Frank Kane's Taming Big Data with Apache Spark and Python

上QQ阅读APP看书，第一时间看更新

Spark is scalable

The way that Spark scales data analysis problems is, it runs on top of a cluster manager, so your actual Spark scripts are just everyday scripts written in Python, Java, or Scala; they behave just like any other script. Your "driver program" is what we call it, and it will run on your desktop or on one master node of your cluster. However, under the hood, when you run it, Spark knows how to take the work and actually farm it out to different computers on your cluster or even different CPUs on the same machine. Spark can actually run on top of different cluster managers. It has its own built-in cluster manager that you can use by default, but if you have access to a Hadoop cluster there's a component called YARN, that Spark can also run on top of to distribute work among a huge Hadoop cluster, if you have one available. For example, you can use Amazon's Elastic MapReduce service to get cheap and easy access to a Hadoop cluster, which we'll do later on in this course.
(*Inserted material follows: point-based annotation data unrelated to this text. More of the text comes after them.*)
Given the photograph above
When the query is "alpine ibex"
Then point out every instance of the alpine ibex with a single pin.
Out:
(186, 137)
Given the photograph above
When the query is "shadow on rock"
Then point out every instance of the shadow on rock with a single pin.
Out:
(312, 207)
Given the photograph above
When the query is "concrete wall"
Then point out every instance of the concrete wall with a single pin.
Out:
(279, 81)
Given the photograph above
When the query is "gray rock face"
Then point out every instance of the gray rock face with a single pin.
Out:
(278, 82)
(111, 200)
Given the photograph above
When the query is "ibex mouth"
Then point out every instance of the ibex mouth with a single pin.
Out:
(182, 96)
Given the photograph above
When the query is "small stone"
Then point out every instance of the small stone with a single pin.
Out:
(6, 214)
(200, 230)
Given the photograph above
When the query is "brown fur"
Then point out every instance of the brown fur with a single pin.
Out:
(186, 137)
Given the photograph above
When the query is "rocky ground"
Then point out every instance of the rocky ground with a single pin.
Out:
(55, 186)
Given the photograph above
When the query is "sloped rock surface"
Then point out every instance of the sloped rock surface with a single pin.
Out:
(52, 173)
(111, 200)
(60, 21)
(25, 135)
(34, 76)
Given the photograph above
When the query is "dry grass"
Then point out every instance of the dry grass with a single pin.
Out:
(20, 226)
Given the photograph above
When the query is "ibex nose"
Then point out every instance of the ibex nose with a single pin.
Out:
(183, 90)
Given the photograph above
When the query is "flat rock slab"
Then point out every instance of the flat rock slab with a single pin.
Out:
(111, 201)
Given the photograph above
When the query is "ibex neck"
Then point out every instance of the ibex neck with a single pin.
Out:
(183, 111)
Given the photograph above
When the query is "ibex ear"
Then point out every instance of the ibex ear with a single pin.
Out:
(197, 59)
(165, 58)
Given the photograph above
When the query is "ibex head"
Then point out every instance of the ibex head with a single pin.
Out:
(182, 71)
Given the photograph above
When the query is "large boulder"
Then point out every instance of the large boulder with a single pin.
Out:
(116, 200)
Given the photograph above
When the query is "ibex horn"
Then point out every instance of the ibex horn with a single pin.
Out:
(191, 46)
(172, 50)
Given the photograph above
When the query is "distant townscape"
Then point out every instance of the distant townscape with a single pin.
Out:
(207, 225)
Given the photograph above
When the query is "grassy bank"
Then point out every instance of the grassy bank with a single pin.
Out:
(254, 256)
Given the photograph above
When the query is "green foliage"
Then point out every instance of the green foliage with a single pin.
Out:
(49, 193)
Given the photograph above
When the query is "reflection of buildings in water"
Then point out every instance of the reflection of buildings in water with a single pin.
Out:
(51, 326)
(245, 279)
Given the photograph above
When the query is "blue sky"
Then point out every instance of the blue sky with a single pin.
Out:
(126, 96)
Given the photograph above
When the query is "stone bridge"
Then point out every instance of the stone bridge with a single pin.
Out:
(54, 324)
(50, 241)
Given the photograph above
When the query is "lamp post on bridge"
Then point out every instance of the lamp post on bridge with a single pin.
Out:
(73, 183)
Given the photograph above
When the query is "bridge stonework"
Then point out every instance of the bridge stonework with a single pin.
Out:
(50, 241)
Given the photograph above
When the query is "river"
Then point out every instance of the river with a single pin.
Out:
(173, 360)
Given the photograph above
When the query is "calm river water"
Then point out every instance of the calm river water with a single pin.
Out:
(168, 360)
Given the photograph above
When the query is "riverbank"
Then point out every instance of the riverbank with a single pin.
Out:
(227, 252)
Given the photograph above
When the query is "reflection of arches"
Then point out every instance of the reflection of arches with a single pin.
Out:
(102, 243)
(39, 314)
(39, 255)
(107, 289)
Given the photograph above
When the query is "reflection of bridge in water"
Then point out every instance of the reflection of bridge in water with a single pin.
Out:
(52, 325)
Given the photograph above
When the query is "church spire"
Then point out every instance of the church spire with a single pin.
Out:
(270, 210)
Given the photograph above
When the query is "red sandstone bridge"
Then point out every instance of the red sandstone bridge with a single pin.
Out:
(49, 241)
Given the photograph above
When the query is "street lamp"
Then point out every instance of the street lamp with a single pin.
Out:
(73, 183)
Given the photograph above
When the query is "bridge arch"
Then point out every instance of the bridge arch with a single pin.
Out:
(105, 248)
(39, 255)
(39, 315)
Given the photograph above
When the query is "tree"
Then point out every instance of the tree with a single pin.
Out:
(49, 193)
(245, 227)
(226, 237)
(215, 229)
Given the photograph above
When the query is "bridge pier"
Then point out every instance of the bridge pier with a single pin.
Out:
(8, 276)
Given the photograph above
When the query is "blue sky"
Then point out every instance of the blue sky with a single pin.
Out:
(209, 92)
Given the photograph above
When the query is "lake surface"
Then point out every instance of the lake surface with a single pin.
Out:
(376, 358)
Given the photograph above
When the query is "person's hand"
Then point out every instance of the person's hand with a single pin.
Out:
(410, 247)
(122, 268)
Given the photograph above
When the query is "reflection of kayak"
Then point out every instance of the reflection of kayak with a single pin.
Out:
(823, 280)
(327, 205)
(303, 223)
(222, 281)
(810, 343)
As illustrated in the following diagram, the cluster manager will split up the work and coordinate it among various executors. Spark will split up and create multiple executors per machine – ideally you want one per CPU core. It can do all the coordination using the cluster manager, and also your driver program itself, to farm out work and distribute it to different nodes and give you fault tolerance. So, if one of your executors goes down, it can recover without actually stopping your entire job and making you start it all over again.

The beauty of it is that it scales out to an entire cluster of computers and it gives you horizontal partitioning and horizontal scalability; basically, the sky' is the limit. However, from a user's standpoint and from a developer's standpoint, it's all just one simple little program running on one computer that feels a lot like writing any other script. This is a really nice aspect of Spark.